Where murders go unsolved
Police, prosecutors have trouble solving homicide cases in northeast section of OKC
Ten of Oklahoma City’s 78 homicide victims last year were killed in a northeast section of the city where a recent analysis by The
Oklahoman found that their deaths are more likely to go unsolved.
The 10 homicides occurred in an 8.5 squaremile section of the city that is bounded by North Lincoln Boulevard and Interstate 35 and NE 10 and NE 36, an area that is predominantly black and home to some of the state’s poorest residents.
Eight of the victims were black. One was white and one was Native American. Two were female and eight
were male. The victims ranged in age from 18 days old to 52 years old.
So far, prosecutors have filed murder charges against suspects in six of the 10 killings and declined to file charges in another.
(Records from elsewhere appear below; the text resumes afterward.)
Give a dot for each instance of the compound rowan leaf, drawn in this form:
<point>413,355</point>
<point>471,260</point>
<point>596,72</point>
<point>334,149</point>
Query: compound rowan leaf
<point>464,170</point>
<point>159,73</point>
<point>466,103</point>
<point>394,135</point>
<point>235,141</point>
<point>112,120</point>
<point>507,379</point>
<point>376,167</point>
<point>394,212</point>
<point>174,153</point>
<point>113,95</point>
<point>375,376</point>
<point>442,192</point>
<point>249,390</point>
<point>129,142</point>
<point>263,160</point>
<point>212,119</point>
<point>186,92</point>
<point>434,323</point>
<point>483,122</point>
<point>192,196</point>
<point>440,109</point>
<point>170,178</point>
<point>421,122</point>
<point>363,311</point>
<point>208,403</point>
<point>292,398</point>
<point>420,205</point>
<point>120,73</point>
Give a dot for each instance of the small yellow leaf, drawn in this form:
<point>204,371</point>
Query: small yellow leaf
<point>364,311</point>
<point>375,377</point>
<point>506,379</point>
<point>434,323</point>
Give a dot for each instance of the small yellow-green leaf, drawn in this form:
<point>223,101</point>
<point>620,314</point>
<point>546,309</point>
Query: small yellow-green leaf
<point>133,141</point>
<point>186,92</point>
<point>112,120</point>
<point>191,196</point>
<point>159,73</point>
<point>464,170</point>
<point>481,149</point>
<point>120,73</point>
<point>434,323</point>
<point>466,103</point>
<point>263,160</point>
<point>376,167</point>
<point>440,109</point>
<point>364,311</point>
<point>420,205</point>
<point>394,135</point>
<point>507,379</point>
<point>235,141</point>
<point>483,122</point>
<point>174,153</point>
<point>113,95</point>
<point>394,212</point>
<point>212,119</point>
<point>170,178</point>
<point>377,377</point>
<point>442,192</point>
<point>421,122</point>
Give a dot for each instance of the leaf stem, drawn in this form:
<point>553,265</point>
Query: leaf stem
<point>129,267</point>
As of Thursday afternoon, no one had been arrested in the other three cases.
An Oklahoman analysis published in July 2016 found that more than one out of every 10 unsolved homicides that happened between Jan. 1, 2008 and June 30, 2015 occurred in that small section of northeast Oklahoma City.
For purposes of the analysis, unsolved homicides were considered homicides in which no one went to prison for the killing. That could be for a variety of reasons, including police never arrested a suspect, or police identified a suspect but prosecutors declined to file charges, or prosecutors filed charges but later requested they be dismissed, or the suspect won acquittal.
During the time period examined for the analysis, 46 people were killed in that section of northeast Oklahoma City, not including cases in which police shot and killed a suspect, murder-suicides, cases of self-defense, accidental deaths and one case that was still pending in court.
Thirty-one of those 46 cases, about two thirds, failed to result in a conviction, which was about 20 percentage points higher than the rate at which potentially prosecutable homicides went unsolved citywide, according to the analysis. In 20 of the cases, police never arrested a suspect.
Police and prosecutors cited a number of challenges with solving homicide cases, including witnesses who are unwilling or afraid to cooperate with investigators because of a fear of retaliation — a “don’t snitch” culture — or a distrust for law enforcement.